In our review of certain documents in connection with our opinion as expressed below, we have assumed the legal capacity of all natural persons, the genuineness of all signatures, the authenticity of all documents submitted to us as originals, the conformity to original documents of all documents submitted to us as certified, conformed, photostatic, or electronic copies, and the authenticity of the originals of such copies. Where documents have been provided to us in draft form, we have assumed that the final executed versions of such documents will not differ materially from such drafts.

Our opinion is also based on the correctness of the following assumptions: (i) Outfront and each of the entities comprising the Company has been and will continue to be operated in accordance with the laws of the jurisdiction in which it was formed and in the manner described in the relevant organizational documents, (ii) there will be no changes in the applicable laws of the State of Maryland or of any other jurisdiction under the laws of which any of the entities comprising the Company have been formed, and (iii) each of the written agreements to which the Company is a party has been and will be implemented, construed and enforced in accordance with its terms.

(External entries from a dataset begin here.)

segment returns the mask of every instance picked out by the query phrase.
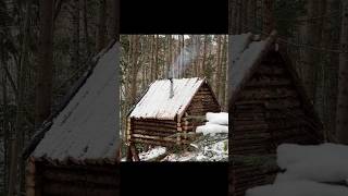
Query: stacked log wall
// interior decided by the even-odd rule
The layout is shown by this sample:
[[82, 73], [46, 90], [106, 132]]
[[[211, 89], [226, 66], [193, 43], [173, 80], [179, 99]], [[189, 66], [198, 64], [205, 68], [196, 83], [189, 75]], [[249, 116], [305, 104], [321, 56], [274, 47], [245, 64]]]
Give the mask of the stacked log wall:
[[[189, 144], [189, 132], [203, 122], [190, 119], [191, 115], [206, 115], [207, 112], [220, 112], [220, 105], [207, 83], [198, 89], [182, 118], [174, 121], [160, 119], [130, 119], [130, 142], [157, 146]], [[176, 136], [173, 136], [175, 135]]]
[[[261, 62], [232, 106], [232, 155], [275, 155], [282, 143], [318, 144], [301, 95], [277, 54]], [[258, 166], [233, 167], [234, 195], [271, 183]]]

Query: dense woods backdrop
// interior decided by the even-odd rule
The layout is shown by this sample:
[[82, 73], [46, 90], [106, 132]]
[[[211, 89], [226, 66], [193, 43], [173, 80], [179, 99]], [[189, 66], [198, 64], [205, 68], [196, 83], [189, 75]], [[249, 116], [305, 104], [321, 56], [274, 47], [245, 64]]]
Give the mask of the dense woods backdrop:
[[117, 38], [117, 13], [114, 0], [0, 0], [0, 195], [23, 192], [22, 150]]
[[229, 34], [278, 32], [324, 123], [348, 144], [348, 1], [229, 0]]
[[149, 84], [169, 78], [173, 68], [174, 78], [207, 77], [226, 110], [227, 41], [227, 35], [122, 35], [122, 138], [132, 106]]

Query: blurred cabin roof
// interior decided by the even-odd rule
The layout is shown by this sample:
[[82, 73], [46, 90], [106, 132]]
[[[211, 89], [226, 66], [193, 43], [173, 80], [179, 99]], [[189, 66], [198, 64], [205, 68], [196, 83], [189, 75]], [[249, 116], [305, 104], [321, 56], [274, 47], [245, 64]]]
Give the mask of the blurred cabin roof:
[[115, 42], [99, 54], [85, 83], [52, 119], [32, 158], [115, 161], [120, 140], [116, 125], [117, 61], [119, 42]]

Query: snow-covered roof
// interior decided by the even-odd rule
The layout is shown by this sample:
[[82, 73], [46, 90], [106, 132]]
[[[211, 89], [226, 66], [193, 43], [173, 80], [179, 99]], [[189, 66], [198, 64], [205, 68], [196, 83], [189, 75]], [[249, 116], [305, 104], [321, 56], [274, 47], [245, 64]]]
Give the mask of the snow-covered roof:
[[269, 49], [270, 44], [273, 42], [275, 32], [264, 40], [260, 36], [251, 33], [241, 35], [231, 35], [229, 48], [232, 51], [232, 71], [231, 96], [235, 96], [240, 86], [248, 79], [253, 71], [259, 59], [265, 50]]
[[111, 160], [116, 157], [116, 62], [119, 42], [98, 61], [92, 73], [53, 124], [32, 157], [63, 161]]
[[346, 196], [348, 195], [348, 146], [282, 144], [277, 164], [285, 169], [273, 184], [257, 186], [246, 196]]
[[182, 114], [204, 79], [179, 78], [173, 79], [174, 96], [170, 98], [170, 79], [153, 82], [148, 91], [136, 105], [130, 118], [174, 120], [176, 114]]

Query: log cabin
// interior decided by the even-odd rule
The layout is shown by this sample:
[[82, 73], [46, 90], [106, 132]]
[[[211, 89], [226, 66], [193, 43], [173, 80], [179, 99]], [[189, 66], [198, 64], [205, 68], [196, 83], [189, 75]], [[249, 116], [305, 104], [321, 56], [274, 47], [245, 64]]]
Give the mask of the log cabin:
[[323, 128], [276, 32], [265, 39], [248, 33], [229, 40], [229, 195], [243, 196], [275, 176], [262, 167], [265, 159], [254, 163], [250, 159], [275, 160], [282, 143], [319, 144]]
[[91, 60], [69, 101], [26, 148], [27, 196], [120, 195], [117, 50], [113, 42]]
[[[153, 82], [127, 117], [127, 143], [133, 154], [130, 157], [137, 155], [135, 144], [189, 144], [187, 135], [195, 133], [196, 127], [202, 124], [195, 121], [195, 117], [220, 111], [217, 99], [206, 78]], [[132, 161], [132, 158], [128, 160]]]

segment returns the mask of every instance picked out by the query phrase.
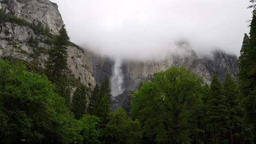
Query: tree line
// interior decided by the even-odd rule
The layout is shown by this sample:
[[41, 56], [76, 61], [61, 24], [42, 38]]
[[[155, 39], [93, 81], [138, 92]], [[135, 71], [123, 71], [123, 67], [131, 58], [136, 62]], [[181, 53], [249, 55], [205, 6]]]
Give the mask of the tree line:
[[28, 71], [33, 64], [0, 60], [0, 143], [256, 143], [254, 11], [238, 83], [228, 74], [221, 84], [214, 75], [209, 86], [185, 67], [173, 66], [141, 83], [131, 117], [121, 108], [110, 110], [107, 75], [93, 90], [79, 83], [71, 96], [63, 26], [43, 72]]

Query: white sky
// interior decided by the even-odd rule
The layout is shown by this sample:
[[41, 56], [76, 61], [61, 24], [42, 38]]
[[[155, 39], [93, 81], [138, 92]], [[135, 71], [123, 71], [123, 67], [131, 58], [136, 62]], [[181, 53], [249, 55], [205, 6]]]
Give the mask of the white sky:
[[239, 56], [252, 10], [249, 0], [51, 0], [71, 40], [102, 54], [146, 59], [175, 51], [180, 40], [200, 55]]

In rendering our opinion, we have considered and relied upon the Internal Revenue Code of 1986, as amended (the “Code”), the regulations promulgated thereunder (“Regulations”), administrative rulings and other Treasury interpretations of the Code and the Regulations by the courts and the Internal Revenue Service (“IRS”), all as they exist at the date hereof. It should be noted that the Code, Regulations, judicial decisions, and administrative interpretations are subject to change at any time and, in some circumstances, with retroactive effect. A material change that is made after the date hereof in any of the foregoing bases for our opinion could affect our conclusions set forth herein. There can be no assurance, moreover, that our opinion will be accepted by the IRS or, if challenged, by a court.

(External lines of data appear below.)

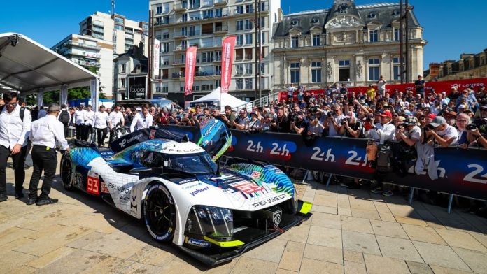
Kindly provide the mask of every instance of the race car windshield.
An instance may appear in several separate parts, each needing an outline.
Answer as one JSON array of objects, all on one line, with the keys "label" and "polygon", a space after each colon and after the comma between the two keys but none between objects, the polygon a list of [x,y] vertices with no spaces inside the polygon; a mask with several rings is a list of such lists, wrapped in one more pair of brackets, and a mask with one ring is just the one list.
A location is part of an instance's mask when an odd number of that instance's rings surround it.
[{"label": "race car windshield", "polygon": [[214,174],[217,166],[205,153],[191,154],[169,154],[146,151],[142,164],[150,168],[164,168],[192,174]]}]

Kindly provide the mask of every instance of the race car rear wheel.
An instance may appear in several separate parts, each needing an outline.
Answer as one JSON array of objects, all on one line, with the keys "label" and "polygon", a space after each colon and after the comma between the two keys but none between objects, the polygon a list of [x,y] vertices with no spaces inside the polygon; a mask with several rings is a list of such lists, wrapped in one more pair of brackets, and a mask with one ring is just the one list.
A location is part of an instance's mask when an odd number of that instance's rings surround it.
[{"label": "race car rear wheel", "polygon": [[69,156],[69,153],[66,152],[62,155],[59,169],[61,173],[61,180],[62,180],[62,186],[64,187],[64,189],[67,190],[72,189],[74,168],[73,166],[73,161],[71,161],[71,156]]},{"label": "race car rear wheel", "polygon": [[176,208],[169,191],[155,184],[147,191],[143,203],[144,221],[147,230],[156,240],[172,240],[176,228]]}]

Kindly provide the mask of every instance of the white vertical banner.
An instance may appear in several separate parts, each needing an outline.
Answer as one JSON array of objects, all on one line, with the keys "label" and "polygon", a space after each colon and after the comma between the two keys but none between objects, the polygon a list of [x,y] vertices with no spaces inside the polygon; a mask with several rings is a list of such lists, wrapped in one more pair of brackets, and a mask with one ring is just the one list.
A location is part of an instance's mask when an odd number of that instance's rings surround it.
[{"label": "white vertical banner", "polygon": [[44,106],[44,89],[37,91],[37,106]]},{"label": "white vertical banner", "polygon": [[68,85],[63,85],[61,86],[61,92],[59,92],[59,105],[68,103]]},{"label": "white vertical banner", "polygon": [[153,60],[154,66],[154,76],[159,76],[159,63],[160,62],[160,41],[157,39],[154,39],[154,49],[153,50],[153,56],[154,59]]},{"label": "white vertical banner", "polygon": [[92,109],[94,111],[98,110],[98,99],[99,98],[99,94],[98,93],[98,87],[99,87],[99,84],[98,81],[98,78],[94,78],[90,82],[90,92],[91,94],[92,100],[91,104],[92,107]]}]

Based on and subject to the foregoing, we are of the opinion that, commencing with Outfront’s first taxable year beginning July 17, 2014, Outfront has been organized and operated in conformity with the requirements for qualification and taxation as a real estate investment trust (a “REIT”) under the Code, and its proposed method of operation will enable it to continue to meet the requirements for qualification and taxation as a REIT. As noted in the Registration Statement, Outfront’s qualification and taxation as a REIT depend upon its ability to meet, through actual operating results, certain requirements relating to the sources of its income, the nature of its assets, its distribution levels and the diversity of its stock ownership,


OUTFRONT Media Inc.

December 18, 2017

Page 3

 

and various other qualification tests imposed under the Code, the results of which are not reviewed by us. Accordingly, no assurance can be given that the actual results of Outfront’s operations for any one taxable year will satisfy the requirements for taxation as a REIT under the Code.

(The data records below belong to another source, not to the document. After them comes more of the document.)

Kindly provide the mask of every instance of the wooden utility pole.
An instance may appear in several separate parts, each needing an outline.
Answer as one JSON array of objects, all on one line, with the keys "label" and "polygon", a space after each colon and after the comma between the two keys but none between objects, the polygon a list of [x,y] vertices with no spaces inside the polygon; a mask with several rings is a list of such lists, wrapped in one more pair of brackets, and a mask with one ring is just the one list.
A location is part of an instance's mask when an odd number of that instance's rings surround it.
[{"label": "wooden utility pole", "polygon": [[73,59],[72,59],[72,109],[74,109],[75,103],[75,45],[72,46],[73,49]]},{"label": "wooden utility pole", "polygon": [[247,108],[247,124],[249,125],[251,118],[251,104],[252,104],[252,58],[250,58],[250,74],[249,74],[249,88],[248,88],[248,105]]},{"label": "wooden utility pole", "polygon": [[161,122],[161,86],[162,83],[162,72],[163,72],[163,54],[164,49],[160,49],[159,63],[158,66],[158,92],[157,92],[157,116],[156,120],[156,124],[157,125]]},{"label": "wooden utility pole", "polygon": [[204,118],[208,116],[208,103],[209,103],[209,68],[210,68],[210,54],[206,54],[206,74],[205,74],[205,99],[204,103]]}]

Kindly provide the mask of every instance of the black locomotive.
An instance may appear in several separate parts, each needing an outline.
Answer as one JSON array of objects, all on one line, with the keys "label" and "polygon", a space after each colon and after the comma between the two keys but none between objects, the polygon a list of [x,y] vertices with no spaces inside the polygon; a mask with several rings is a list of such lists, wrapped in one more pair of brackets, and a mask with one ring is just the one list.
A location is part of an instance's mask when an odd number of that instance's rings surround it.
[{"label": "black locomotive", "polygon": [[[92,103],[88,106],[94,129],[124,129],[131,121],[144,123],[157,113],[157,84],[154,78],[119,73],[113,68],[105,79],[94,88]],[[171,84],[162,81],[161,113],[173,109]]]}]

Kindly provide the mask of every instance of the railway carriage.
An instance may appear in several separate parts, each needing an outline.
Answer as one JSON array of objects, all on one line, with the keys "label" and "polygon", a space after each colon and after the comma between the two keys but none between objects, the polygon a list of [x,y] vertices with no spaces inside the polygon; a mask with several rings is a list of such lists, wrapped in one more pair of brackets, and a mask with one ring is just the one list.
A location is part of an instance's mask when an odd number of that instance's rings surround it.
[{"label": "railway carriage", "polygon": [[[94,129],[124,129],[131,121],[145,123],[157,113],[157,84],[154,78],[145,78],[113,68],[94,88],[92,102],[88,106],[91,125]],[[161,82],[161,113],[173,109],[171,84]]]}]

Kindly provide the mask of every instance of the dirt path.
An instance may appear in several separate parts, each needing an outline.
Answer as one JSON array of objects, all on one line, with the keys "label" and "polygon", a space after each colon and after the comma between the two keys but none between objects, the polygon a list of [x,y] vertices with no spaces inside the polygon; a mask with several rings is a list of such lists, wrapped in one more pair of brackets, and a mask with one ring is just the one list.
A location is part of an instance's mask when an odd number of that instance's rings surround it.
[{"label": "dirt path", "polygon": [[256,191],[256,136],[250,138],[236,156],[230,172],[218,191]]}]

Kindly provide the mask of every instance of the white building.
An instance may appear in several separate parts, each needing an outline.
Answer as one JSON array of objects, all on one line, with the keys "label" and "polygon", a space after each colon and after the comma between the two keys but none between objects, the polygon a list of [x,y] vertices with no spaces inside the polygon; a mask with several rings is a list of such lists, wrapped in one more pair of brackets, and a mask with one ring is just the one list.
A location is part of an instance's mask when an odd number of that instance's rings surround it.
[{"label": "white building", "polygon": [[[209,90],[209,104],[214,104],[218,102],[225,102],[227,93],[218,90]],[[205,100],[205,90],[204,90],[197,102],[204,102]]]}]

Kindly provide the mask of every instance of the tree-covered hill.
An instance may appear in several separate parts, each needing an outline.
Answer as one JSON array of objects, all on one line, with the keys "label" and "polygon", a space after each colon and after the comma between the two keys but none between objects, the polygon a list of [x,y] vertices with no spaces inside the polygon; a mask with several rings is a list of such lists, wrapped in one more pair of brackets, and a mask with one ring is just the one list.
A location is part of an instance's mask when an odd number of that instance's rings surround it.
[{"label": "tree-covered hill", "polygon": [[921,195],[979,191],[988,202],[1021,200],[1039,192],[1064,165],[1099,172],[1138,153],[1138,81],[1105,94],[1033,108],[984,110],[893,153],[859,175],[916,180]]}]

We consent to the filing of this opinion as an exhibit to the Registration Statement and to the reference to Skadden, Arps, Slate, Meagher & Flom LLP under the heading “Legal Matters” in the Registration Statement. In giving this consent, we do not thereby admit that we are in the category of persons whose consent is required under Section 7 of the Act or the rules and regulations of the Commission.

Except as set forth above, we express no other opinion. This opinion is expressed as of the date hereof, and we are under no obligation to supplement or revise our opinion to reflect any legal developments or factual matters arising subsequent to the date hereof, or the impact of any information, document, certificate, record, statement, representation, covenant, or assumption relied upon herein that becomes incorrect or untrue.